L'exécution : un spectacle macabre et populaire
Le 22 février 1680, le jour tant redouté arrive. La Voisin, vêtue d'une simple chemise blanche, est conduite sur une charrette de l'infamie à travers les rues de Paris. La foule se presse pour assister au spectacle. Des cris de haine, des insultes, mais aussi des regards de pitié se croisent. C'est l'abbé Edme Pirot qui la confesse pendant le trajet jusqu'à la place de Grève. Arrivée devant la cathédrale Notre-Dame, elle doit faire amende honorable, c'est-à-dire reconnaître publiquement ses crimes et demander pardon à Dieu, au roi et à la justice. Refusant d'abord de descendre de la charrette, elle est finalement contrainte de le faire par la force.
Sur la place de Grève, le bûcher est dressé. Le bourreau, Simon Levasseur, s'affaire. La Voisin, affaiblie par la torture et le jeûne, a du mal à se tenir debout. Elle est attachée au poteau, les fagots sont entassés autour d'elle. Avant que le feu ne soit allumé, elle a un dernier sursaut de rébellion. Elle repousse le prêtre qui lui tend un crucifix, et écarte la paille du bûcher.

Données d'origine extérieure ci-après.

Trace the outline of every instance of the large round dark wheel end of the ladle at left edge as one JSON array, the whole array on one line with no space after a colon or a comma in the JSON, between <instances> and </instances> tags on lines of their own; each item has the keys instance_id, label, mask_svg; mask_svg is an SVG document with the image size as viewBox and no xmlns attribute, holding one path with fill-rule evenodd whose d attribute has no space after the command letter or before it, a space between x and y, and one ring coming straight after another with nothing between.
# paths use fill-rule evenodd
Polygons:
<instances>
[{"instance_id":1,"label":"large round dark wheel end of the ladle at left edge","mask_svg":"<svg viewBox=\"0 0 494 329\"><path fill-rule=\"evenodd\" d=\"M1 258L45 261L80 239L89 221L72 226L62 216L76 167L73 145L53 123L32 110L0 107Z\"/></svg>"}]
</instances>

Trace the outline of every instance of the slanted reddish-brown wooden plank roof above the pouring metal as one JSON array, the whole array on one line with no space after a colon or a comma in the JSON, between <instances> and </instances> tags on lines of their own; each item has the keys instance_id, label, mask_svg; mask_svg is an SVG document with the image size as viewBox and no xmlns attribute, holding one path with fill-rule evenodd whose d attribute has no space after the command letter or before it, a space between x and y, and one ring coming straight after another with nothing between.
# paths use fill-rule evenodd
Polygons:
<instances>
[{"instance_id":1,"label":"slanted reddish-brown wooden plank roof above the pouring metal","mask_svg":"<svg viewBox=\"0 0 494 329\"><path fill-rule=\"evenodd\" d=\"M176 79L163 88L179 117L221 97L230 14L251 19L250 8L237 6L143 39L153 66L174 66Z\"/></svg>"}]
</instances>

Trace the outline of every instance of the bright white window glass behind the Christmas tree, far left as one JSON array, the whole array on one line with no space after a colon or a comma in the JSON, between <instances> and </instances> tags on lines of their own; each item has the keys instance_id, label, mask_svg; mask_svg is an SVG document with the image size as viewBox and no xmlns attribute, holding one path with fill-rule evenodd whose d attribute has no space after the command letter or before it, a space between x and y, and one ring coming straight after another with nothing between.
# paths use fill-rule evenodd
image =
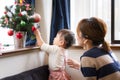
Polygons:
<instances>
[{"instance_id":1,"label":"bright white window glass behind the Christmas tree, far left","mask_svg":"<svg viewBox=\"0 0 120 80\"><path fill-rule=\"evenodd\" d=\"M4 15L4 11L5 11L5 6L10 6L12 4L14 4L14 0L0 0L0 17L2 17L2 15ZM8 29L6 28L2 28L0 27L0 44L4 45L4 44L13 44L14 40L12 36L8 36L7 34Z\"/></svg>"}]
</instances>

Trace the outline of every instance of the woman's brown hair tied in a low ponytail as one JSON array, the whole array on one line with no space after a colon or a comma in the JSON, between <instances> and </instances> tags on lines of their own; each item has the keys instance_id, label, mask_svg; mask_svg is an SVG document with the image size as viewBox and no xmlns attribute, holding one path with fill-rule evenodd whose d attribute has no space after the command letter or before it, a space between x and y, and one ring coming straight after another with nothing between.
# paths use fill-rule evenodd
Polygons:
<instances>
[{"instance_id":1,"label":"woman's brown hair tied in a low ponytail","mask_svg":"<svg viewBox=\"0 0 120 80\"><path fill-rule=\"evenodd\" d=\"M91 40L94 46L102 44L105 51L109 52L111 50L104 39L107 26L103 20L95 17L83 19L78 24L77 35L79 35L79 32L82 33L82 37Z\"/></svg>"}]
</instances>

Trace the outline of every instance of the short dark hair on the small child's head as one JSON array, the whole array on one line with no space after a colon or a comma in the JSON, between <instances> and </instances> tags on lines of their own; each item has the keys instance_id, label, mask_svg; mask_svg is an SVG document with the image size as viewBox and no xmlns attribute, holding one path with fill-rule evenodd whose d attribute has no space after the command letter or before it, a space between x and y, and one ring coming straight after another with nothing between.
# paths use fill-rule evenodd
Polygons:
<instances>
[{"instance_id":1,"label":"short dark hair on the small child's head","mask_svg":"<svg viewBox=\"0 0 120 80\"><path fill-rule=\"evenodd\" d=\"M61 29L58 34L61 35L61 37L65 40L65 48L69 48L75 43L75 35L72 31L68 29Z\"/></svg>"}]
</instances>

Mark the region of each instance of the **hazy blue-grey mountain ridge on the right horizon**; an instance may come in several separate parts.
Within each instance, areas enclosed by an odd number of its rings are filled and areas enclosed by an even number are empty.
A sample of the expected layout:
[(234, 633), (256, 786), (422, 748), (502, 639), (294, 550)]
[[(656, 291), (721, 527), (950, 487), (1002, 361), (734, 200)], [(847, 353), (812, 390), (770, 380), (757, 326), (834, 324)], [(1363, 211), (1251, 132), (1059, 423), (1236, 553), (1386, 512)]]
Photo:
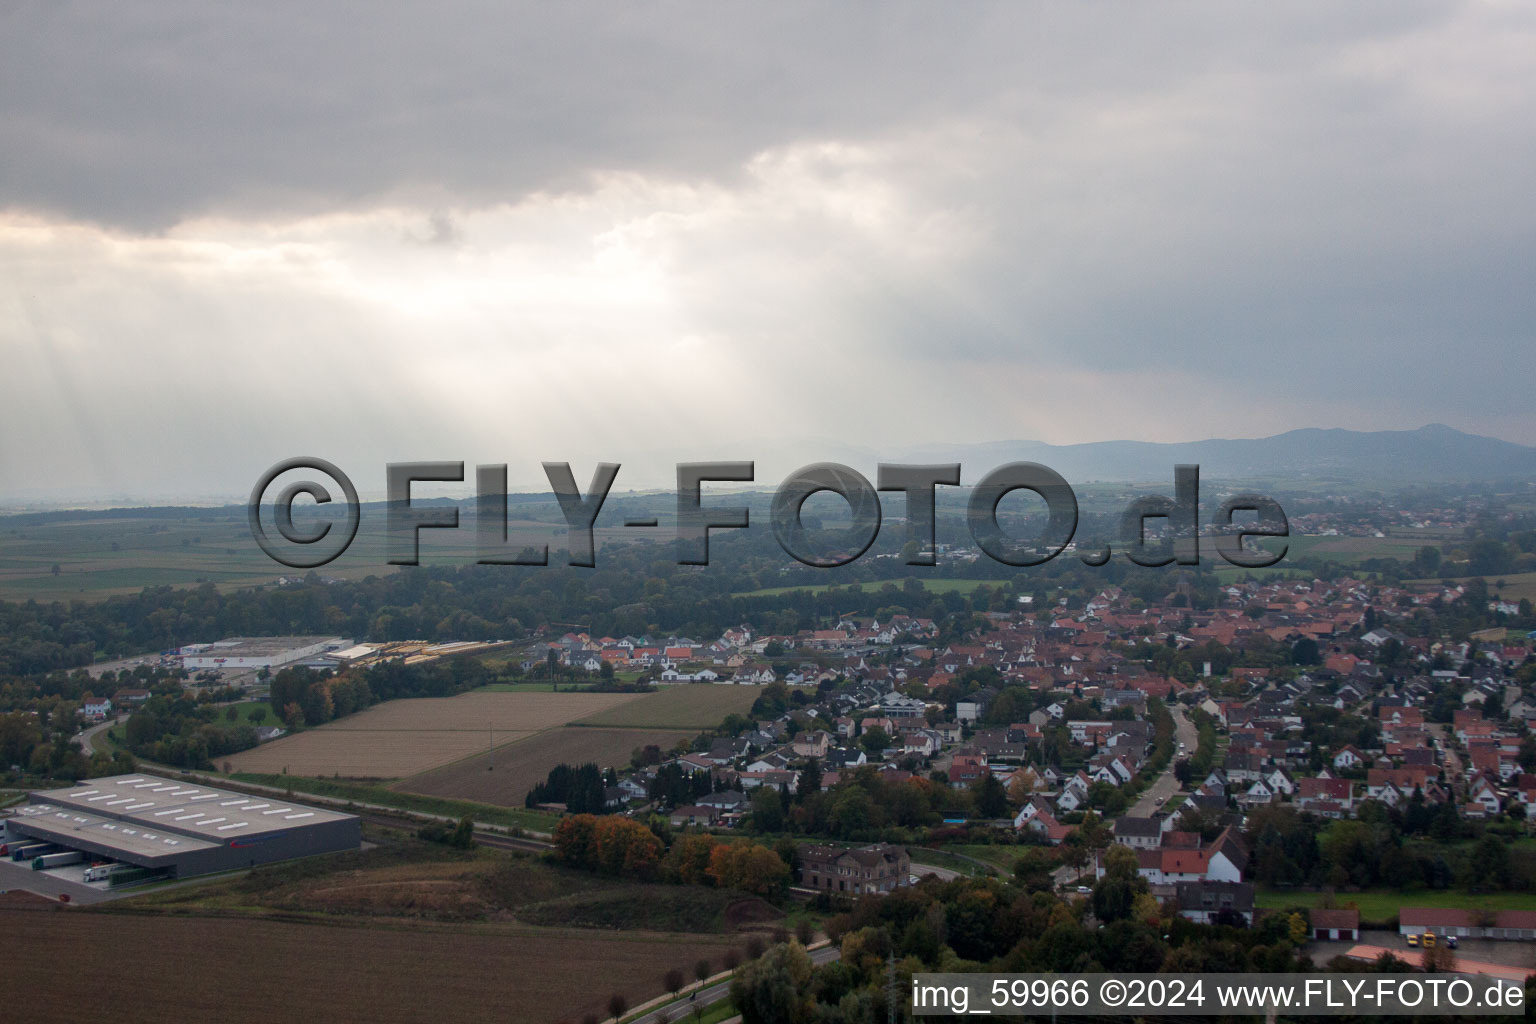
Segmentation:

Le feu est mis, les flammes montent rapidement, enveloppant le corps de la Voisin. Les cris de la condamnée se mêlent aux crépitements du bois. L'odeur de chair brûlée envahit la place. La foule, silencieuse, regarde le spectacle avec horreur et fascination. L'exécution de la Voisin marque la fin d'un chapitre sombre de l'histoire de France. Mais elle ne met pas un terme à l'affaire des poisons. D'autres procès suivront, d'autres condamnations seront prononcées. Le scandale continuera de hanter la cour de Louis XIV pendant des années.
Les cendres de la Voisin, après l'exécution, ont été dispersées au vent, fin misérable pour une femme dont le nom est désormais associé à l'un des plus grands scandales de l'histoire de France.